この方法だと、話題提供者は最悪その場になってからネタを考えればいいし、インシデントさえ振ってしまえばあとはお任せ状態で何もすることがない。逆に参加者側は、頭を使って考えなければならないのである。
ルール
- 話題提供者を非難したり、努力の不足を指摘することは絶対禁止(「もっとしっかり指導しましょう」等と言っても何の解決にもならない。すでに自分なりにしっかり指導しているはずである)。
- 話題提供は、事実だけをありのままに述べる。司会者は、話題提供者の考えや想いと事実を区別するよう促す。
- 参加者は、事実に関する質問をする。司会者は、抽象的な質問は具体的な形に変換してから質問するよう促す。
- 時間厳守。司会者はタイムキーパー役もつとめ、時間オーバーの発言を容赦なくストップする。1ケースにつき60分間で終わるようにする。
- インシデントに対する解決方法は、人にわかるよう紙一枚に書いてまとめる。
- 2チームのコンペ形式にして、いろいろなアイデアを出せるようにするとともに、ゲーム性を持たせて楽しめるようにする(←ここがトミーオリジナル)。
準備
話題提供者1名、司会者1名、参加者6名の役割分担をする。
適当な画用紙など大きめの紙2枚、サインペン2本を用意する。
流れ
- 話題提供者のインシデントの発表(5分)
もし資料をつくる場合は、最大A4 1枚まで。これまでの私の実践例では、資料が出てきたことはない(^_^;)
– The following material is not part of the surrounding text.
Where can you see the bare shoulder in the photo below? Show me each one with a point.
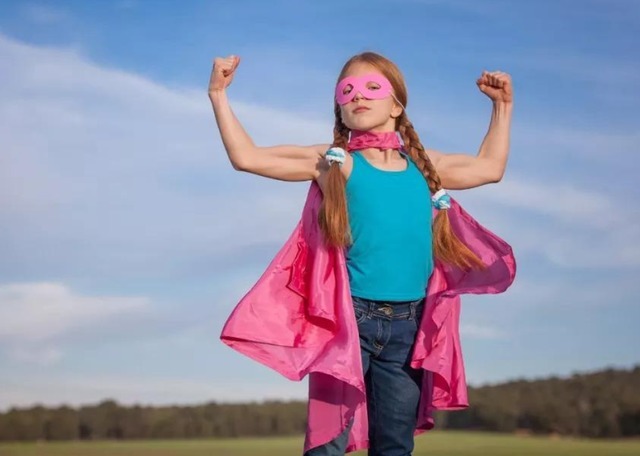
(434, 156)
- 参加者はグーパーでAとBの2チームに分かれる。(5分)
1チーム3名。その場で決める。人数が多い場合は、あまりの人は悪いけどギャラリーに回ってもらうか、チームを増やす。または、話題提供者の数を増やし、複数のインシデントを同時並行で進める。
- 両チームで先攻後攻を決める。
- 先攻チームの質問(10分)
後攻チームは発言を控え、先攻チームの質問を聞く。
話題提供者は聞かれた質問に事実のみを答える。
質問者は事実関係について質問する。
- 後攻チームの質問(10分)
先攻チームは先に問題解決方法の作成に着手してもよい。
- 問題の解決方法の考案(19分)
3人のチームで話し合い、結果を画用紙等にマジックで書く。その際、問題に「名前」をつける。このネーミングで笑いを取れるようにするのがキモである。
- 問題の解決方法の提案
先攻チームの発表(5分)
後攻チームの発表(5分)
- 話題提供者のコメント(1分)
やってみて
これは面白い。楽だし、いろいろな考えを聞けるし、次に結びつきやすい。何よりも、準備がいらないというのが最大の利点である。ぶっちゃけ話で恐縮だが、養護学校の現場には、殺人的に忙しい人と、そうでない人がいる。ケース会議を行う場合、ケース提案者になるのは大抵前者の人で、忙しさに拍車を掛けてしまう。
インシデントプロセス法は、忙しい人に負担無く話題提供者になってもらうことができるし、そうでない人にも抵抗感なく話題提供者になってもらうことができる。校内研究のネタに困ったら、コレである。